His eyes shifted down to his knees, nodding slowly. "Yeah."
She patted his chest reassuringly. "Let it go, Cho. Want some coffee?" She got to her feet, wincing at the muscle soreness in her legs.
Cho actually seemed to relax a little. He shook his head. "No, thanks."
Finding the breakroom wasn't too difficult, but subsequently finding the coffee and filters to make a new pot took a little more time. When she found the coffee, she stared down at the bag in disgust. Seattle's Best. The Redwood sheriff station was really making sacrifices .
As she was making the coffee, wishing she was at home with her French Press, someone entered the breakroom behind her.
"Ugh," A man's voice groaned. "That stuff blows."
Ronnie glanced over her shoulder, finding one of the rangers walking in with a coffee mug. He was cute, with curly sandy-brown hair and frameless glasses. He smiled sweetly at her and leaned against the countertop a non-threatening distance away from her.

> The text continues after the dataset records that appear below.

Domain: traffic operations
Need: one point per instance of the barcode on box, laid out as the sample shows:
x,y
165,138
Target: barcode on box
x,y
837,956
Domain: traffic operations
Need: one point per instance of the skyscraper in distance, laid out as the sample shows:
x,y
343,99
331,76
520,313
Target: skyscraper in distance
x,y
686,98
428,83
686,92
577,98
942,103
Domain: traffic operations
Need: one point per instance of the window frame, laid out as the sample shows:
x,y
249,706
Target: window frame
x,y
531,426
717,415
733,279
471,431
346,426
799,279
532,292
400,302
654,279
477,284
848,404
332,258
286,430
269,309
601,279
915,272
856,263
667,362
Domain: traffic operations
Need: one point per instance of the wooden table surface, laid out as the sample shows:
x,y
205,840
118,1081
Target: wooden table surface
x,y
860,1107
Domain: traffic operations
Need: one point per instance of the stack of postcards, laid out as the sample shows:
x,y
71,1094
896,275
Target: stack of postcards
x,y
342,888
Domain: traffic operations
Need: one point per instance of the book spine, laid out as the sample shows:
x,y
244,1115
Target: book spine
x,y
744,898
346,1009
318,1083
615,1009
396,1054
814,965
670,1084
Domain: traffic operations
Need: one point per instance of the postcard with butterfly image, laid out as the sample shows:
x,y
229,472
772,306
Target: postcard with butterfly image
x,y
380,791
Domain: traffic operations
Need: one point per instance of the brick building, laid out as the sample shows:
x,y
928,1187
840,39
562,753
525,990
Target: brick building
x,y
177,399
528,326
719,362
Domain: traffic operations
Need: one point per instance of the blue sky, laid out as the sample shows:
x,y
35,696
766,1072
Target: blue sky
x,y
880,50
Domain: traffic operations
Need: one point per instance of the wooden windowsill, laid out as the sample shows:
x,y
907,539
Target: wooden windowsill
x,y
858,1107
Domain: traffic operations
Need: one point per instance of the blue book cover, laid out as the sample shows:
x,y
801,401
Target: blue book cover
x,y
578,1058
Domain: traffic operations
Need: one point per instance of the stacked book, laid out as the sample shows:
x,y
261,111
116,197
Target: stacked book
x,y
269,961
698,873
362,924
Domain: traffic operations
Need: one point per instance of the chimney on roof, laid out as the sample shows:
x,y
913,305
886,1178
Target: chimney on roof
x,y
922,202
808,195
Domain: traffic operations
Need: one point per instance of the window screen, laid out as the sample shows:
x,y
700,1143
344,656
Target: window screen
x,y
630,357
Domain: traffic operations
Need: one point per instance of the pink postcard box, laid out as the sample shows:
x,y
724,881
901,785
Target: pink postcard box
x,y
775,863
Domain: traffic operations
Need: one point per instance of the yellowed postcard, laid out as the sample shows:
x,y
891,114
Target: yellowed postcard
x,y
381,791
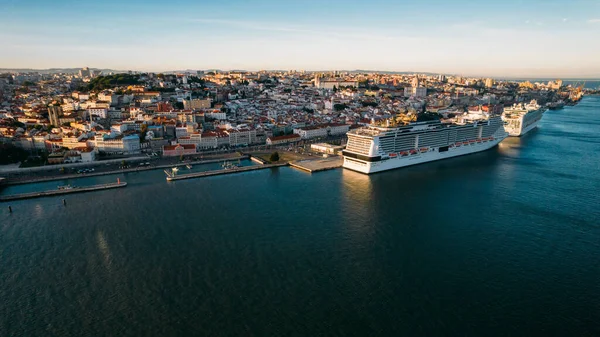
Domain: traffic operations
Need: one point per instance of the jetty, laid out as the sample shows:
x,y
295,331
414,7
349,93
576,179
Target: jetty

"I'm Kyle," He introduced himself. "If you don't mind, I was just gonna wait here until the coffee's done."
A little flutter started in her chest at the sincere way his blue eyes were holding her gaze. She shrugged and said, "Ronnie. You look like you need it." He had a red tint to the whites of his eyes, and his broad shoulders were sinking lower and lower.
He gave a little raspy laugh. "Yeah, I've been up all morning out there with the search party for Nicole Gilbert." His eyes looked her up and down. "You're with the CBI team, right?"
At the mention of work, Ronnie kicked herself. She needed to be working to find a missing girl, not flirting over coffee with another on-duty officer.
"I am, yes. I'm working with my partner on it right now." She willed the coffee to brew faster.
Kyle smiled at her again. "Well, here's hoping you dig something up. The longer we go without any word, the more worried I get," He shook his head seriously, and grimaced. "Kara Palmer being killed doesn't bode well for Nicole Gilbert."
Ronnie paused. It wasn't flirting; they were talking about work. Where was the harm in discussing the case with a handsome colleague?